Extra Trees
2 minute read
💡In a standard Decision Tree or Random Forest, the algorithm searches for the optimal split point (the threshold ’s’) that maximizes Information Gain or minimizes MSE.
👉This search is:
- computationally expensive (sort + mid-point) and
- tends to follow the noise in the training 🏃♂️data.
Adding randomness (right kind) in ensemble averaging reduces correlation/variance.
\[Var(f_{bag})=ρ\sigma^{2}+\frac{1-ρ}{B}\sigma^{2}\]- Random Thresholds: Instead of searching for the best split point (computationally expensive 💰) for a feature, it picks a threshold at random from a uniform distribution between the feature’s local minimum and maximum.
- Entire Dataset: Uses entire training dataset (default) for every tree; no bootstrapping.
- Random Feature Subsets: Random subset of m<n features is used in each decision tree.
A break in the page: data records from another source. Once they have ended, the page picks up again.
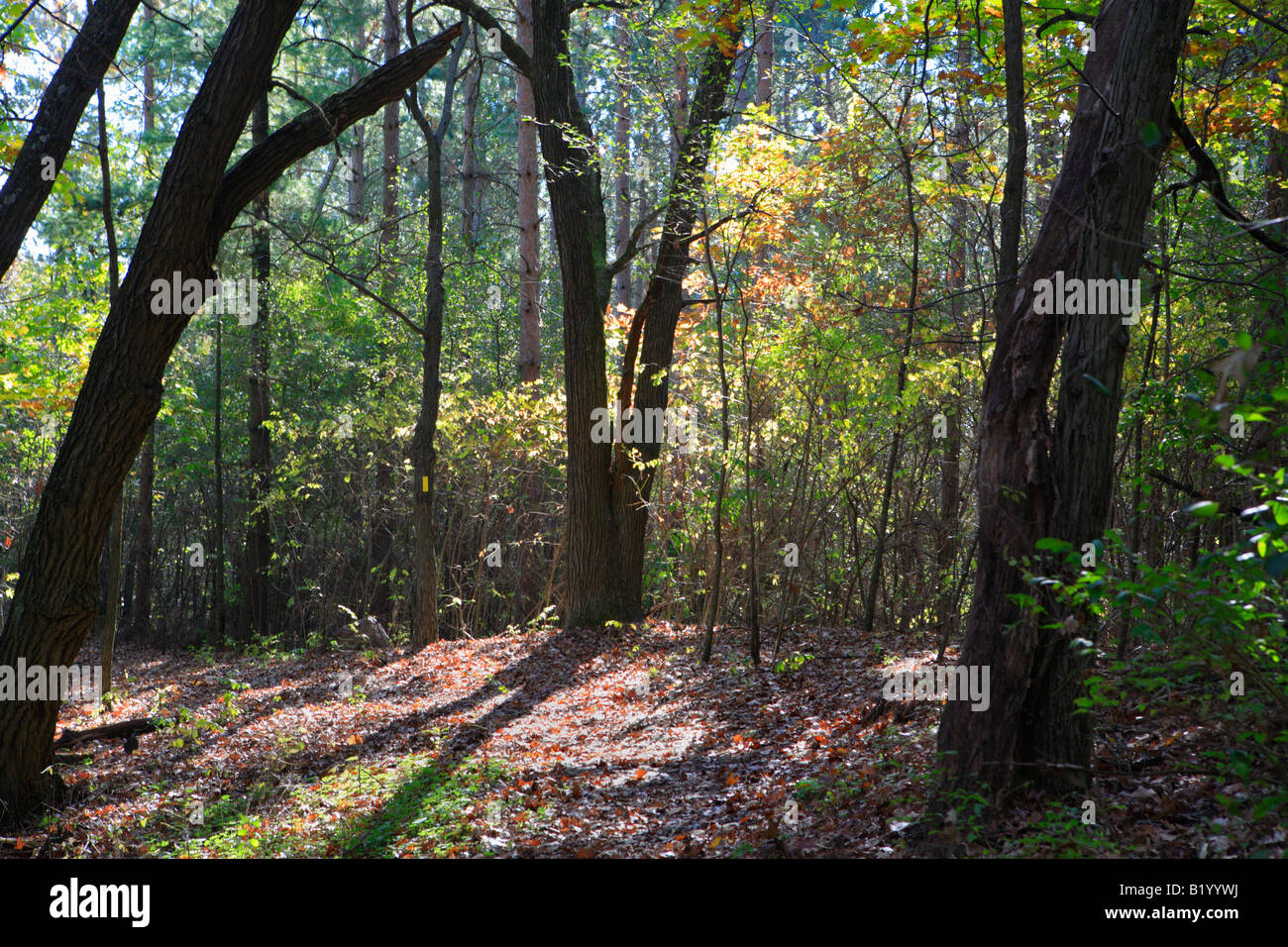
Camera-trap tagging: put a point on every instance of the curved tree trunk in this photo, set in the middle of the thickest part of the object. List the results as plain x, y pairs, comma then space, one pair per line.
196, 202
1030, 729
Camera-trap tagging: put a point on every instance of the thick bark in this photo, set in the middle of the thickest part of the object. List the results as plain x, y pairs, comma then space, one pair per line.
1091, 231
60, 108
196, 201
660, 312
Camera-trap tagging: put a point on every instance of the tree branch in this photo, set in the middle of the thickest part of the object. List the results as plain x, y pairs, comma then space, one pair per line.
1211, 179
60, 108
263, 163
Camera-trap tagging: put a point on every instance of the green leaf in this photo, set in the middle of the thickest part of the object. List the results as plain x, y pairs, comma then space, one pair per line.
1276, 565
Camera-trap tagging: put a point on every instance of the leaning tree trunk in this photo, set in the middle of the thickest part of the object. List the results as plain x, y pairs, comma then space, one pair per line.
424, 457
1093, 230
660, 312
197, 200
595, 590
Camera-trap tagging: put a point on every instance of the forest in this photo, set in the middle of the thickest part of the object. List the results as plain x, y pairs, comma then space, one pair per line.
643, 428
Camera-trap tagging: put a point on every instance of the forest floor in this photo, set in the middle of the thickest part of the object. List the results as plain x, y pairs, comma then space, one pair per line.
588, 744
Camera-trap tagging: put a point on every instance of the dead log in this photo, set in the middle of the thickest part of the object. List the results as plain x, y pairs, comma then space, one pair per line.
129, 731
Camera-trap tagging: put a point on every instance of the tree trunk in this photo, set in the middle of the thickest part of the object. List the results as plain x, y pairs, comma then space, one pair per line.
1091, 231
658, 315
112, 605
55, 598
765, 55
196, 202
593, 585
472, 189
424, 457
259, 544
219, 616
529, 311
622, 155
141, 622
Picking thresholds randomly has two effects:
- Structural correlation between trees becomes extremely low.
- Individual trees are ‘weaker’ and have higher bias than a standard optimized tree.
👉The massive drop in ‘\(\rho\)’ often outweighs the slight increase in bias, leading to an overall ensemble that is smoother and more robust to noise than a standard Random Forest.
Note: Extra Trees are almost always grown to full depth, as they may need extra splits to find the same decision boundary.
- Performance: Significantly faster to train, as it does not sort data to find optimal split.
Note: If we are working with billions of rows or thousands of features, ET can be 3x to 5x faster than a Random Forest(RF). - Robustness to Noise: By picking thresholds randomly, tends to ‘handle’ the noise more effectively than RF.
- Feature Importance: Because ET is so randomized, it often provides more ‘stable’ feature importance scores.
Note: It is less likely to favor a high-cardinality feature (e.g. zip-code) just because it has more potential split points.
End of Section